Evenals de SGV-enquête laat ook de RND een klein aantal plaatsen zien waar de ә- naklank vaak voorkomt: 19 gevallen in het Belgische Ophoven, 13 in Hunsel, 9 in Horn, Susteren en Brunssum, 14 in Stein en ook 14 in Eupen. Anderzijds zijn er ook dorpen waarvan we met zekerheid weten dat de ә-naklank daar voorkwam terwijl in de RND slechts 1 of 2 gevallen zijn opgetekend (Sittard, Roermond, Swalmen, Posterholt) of zelfs helemaal geen (bijv. Baexem, Grevenbicht). Opnieuw zal hieraan vooral de formele context van het vraaggesprek met een buitenstaander ten

(10)

grondslag liggen; maar in een paar gevallen is ook onoplettendheid van de enquêteur niet uit te sluiten (met name Blancquaert, wiens oren niet aan het Limburgs dialect gewend waren; zie Goossens 1965: 16).

De noordelijkste plaatsen met ә-naklank in de RND zijn Roggel (1x), Neer (5x) en Swalmen (1x), de meest westelijke Hunsel, Molenbeersel (2x), Kinrooi (3x), Maaseik (2x) en Dilsen (1x), terwijl aan de zuidkant weer een lijn getrokken kan worden van west naar oost, van Stein via Geleen, Schinnen en Amstenrade naar Brunssum.
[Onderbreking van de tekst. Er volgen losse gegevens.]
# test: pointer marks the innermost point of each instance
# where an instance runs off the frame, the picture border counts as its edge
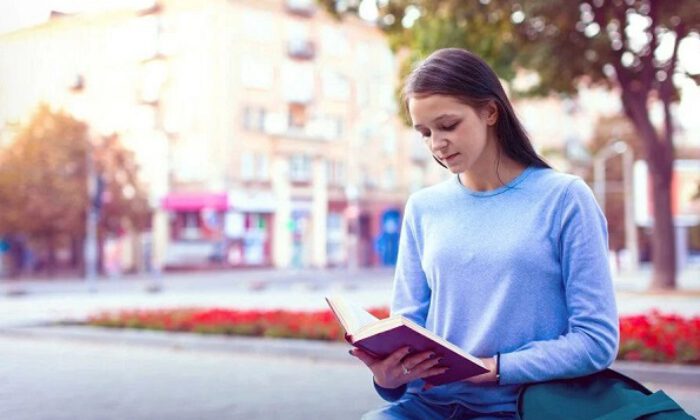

Verder het Heuvelland in ligt dan geïsoleerd Klimmen, waar de ә-naklank in 3 zinnen opgetekend is. Gaan we de zuidoosthoek in dan vinden we zoals verwacht in Eupen een hoge concentratie aan ә-naklanken, maar ook 5 gevallen in Aubel, en een in Raeren.

4. GEOGRAFISCHE ANALYSE

Kaart 1: aantal gevallen van ә-naklank in de enquête-Willems, SGV en RND samen

(11)

Op kaart 1 heb ik de absolute frequentie weergegeven van de ә-naklank zoals aangetroffen in de enquête-Willems, de SGV-enquête en de RND samen. Hierbij geldt dat de getallen afhangen van een aantal factoren die voor elke plaats verschillend zijn, zoals de aard van de enquête (losse woorden of hele zinnen, mondeling of schriftelijk), de mate van taalbewustzijn van de spreker, en de alertheid van de enquêteur. Om die reden is in de groep met een frequentie hoger dan 12 geen verdere onderscheiding aangebracht; het totaal varieert van 14 gevallen in Stein tot 49 in Posterholt. Als we ervan uitgaan dat iedere punt op de kaart een plaats aanduidt waar de ә-naklank in elk geval in 1880 voorkwam, kunnen we de volgende conclusies trekken.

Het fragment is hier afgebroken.